Different players remember different things from a championship season. Shooting guard Darren Brady '86 remembers playing number-one-ranked North Carolina, winning the Ivy League Championship game, and facing Syracuse in the NCAA tournament, of course. But the memory that has lingered longest is what he learned about the importance of team chemistry.

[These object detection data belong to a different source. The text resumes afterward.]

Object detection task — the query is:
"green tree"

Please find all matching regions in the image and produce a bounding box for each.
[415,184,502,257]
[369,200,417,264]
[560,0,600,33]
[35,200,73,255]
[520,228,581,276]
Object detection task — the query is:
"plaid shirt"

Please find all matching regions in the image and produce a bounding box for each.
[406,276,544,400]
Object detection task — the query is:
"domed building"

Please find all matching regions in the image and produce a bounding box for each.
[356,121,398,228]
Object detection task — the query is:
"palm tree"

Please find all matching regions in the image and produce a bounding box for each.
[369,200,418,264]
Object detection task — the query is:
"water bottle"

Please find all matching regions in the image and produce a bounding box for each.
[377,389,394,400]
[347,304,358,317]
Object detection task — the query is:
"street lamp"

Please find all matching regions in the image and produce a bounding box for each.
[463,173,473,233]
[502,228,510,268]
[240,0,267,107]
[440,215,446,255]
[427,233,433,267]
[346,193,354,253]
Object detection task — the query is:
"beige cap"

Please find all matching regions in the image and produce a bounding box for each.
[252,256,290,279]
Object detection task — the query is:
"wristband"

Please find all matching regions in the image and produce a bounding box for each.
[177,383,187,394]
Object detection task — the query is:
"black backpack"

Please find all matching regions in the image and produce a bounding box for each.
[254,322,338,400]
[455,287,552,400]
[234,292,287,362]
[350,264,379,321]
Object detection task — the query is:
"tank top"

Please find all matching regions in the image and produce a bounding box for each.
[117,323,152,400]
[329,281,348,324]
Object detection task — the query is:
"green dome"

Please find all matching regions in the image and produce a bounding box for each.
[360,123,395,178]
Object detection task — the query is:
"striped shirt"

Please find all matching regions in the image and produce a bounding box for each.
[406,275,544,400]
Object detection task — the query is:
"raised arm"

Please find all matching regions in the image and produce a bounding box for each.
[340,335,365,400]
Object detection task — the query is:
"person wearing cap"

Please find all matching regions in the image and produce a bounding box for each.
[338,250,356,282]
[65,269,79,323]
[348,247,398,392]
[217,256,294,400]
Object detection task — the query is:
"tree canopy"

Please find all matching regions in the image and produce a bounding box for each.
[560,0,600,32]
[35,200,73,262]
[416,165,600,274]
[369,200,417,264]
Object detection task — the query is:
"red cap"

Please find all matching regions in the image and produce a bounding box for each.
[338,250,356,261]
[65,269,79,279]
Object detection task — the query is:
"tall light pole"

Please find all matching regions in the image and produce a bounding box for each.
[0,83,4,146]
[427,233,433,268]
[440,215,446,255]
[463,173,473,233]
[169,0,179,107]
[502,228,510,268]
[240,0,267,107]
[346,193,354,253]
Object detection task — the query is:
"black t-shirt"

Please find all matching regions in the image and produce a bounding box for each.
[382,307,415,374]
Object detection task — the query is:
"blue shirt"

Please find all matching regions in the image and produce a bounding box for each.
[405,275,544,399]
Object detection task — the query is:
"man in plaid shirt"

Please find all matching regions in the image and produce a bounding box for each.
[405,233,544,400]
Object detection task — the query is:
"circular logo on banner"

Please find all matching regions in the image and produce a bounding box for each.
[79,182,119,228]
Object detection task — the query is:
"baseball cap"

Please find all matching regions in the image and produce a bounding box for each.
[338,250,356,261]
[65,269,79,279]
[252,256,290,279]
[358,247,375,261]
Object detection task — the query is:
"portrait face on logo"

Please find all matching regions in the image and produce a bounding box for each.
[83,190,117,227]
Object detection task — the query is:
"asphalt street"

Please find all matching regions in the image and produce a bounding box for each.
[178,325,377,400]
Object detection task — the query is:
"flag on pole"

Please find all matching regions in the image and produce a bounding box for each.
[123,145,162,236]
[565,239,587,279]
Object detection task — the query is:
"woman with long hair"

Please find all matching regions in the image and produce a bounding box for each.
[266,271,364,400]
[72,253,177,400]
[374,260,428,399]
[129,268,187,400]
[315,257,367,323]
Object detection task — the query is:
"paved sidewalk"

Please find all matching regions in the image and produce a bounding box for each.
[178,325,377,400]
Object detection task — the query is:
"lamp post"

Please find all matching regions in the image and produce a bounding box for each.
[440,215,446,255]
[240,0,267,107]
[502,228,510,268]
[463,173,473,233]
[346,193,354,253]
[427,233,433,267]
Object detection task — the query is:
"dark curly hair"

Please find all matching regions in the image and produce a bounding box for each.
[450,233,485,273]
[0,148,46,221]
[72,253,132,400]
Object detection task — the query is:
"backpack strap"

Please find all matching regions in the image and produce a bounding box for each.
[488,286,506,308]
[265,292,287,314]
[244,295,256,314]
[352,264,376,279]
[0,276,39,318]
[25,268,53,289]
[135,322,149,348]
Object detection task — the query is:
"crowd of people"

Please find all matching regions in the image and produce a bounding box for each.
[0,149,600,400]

Brady was a naturally selfless player. Against Syracuse, he led the Bears in assists, picking apart Syracuse's zone defense to find the open man. On the other end of the court, he defended Rafael Addison, a six-foot-seven-inch guard about to be drafted by the Phoenix Suns.

"Although there's always some standout individual players, it takes a group of individuals," says Brady, who has been a chief executive at various energy companies since 1997. "And it takes the chemistry that goes along with that to have success as a team. I think chemistry is also an important part of successful companies." Brady, who is now the chief operating officer of Five Point Brothers, an Atlanta-based energy company, says the 1986 team would not have made it to the NCAA tournament without such solid team chemistry.

Since the Syracuse game, Brady and Addison went on to very different careers. Brady entered the business world, while Addison, also a senior in 1986, began an eleven-year professional basketball career that began with the Suns and went on to include stops with the Charlotte Hornets, the New Jersey Nets, and the Detroit Pistons. After retiring from the NBA, Addison began a ten-year run coaching the team he'd once led to a state championship, at Henry Snyder High School in Jersey City, New Jersey.

Although Brady entered business and Addison stuck with basketball, they ended up with jobs that were comparable in many ways. As a business leader, Brady says his job often entails a kind of coaching, as he tries to recreate the team chemistry he remembers from his time at Brown.

"Personality, leaders, style: you know, all of those things have to click," he says. "You've got to make sure that you help orchestrate that, just like a coach would help orchestrate his players."

Daniel Alexander, a history concentrator from Powell, Ohio, is a Brown Daily Herald senior editor. He also covers Providence College basketball for the Associated Press.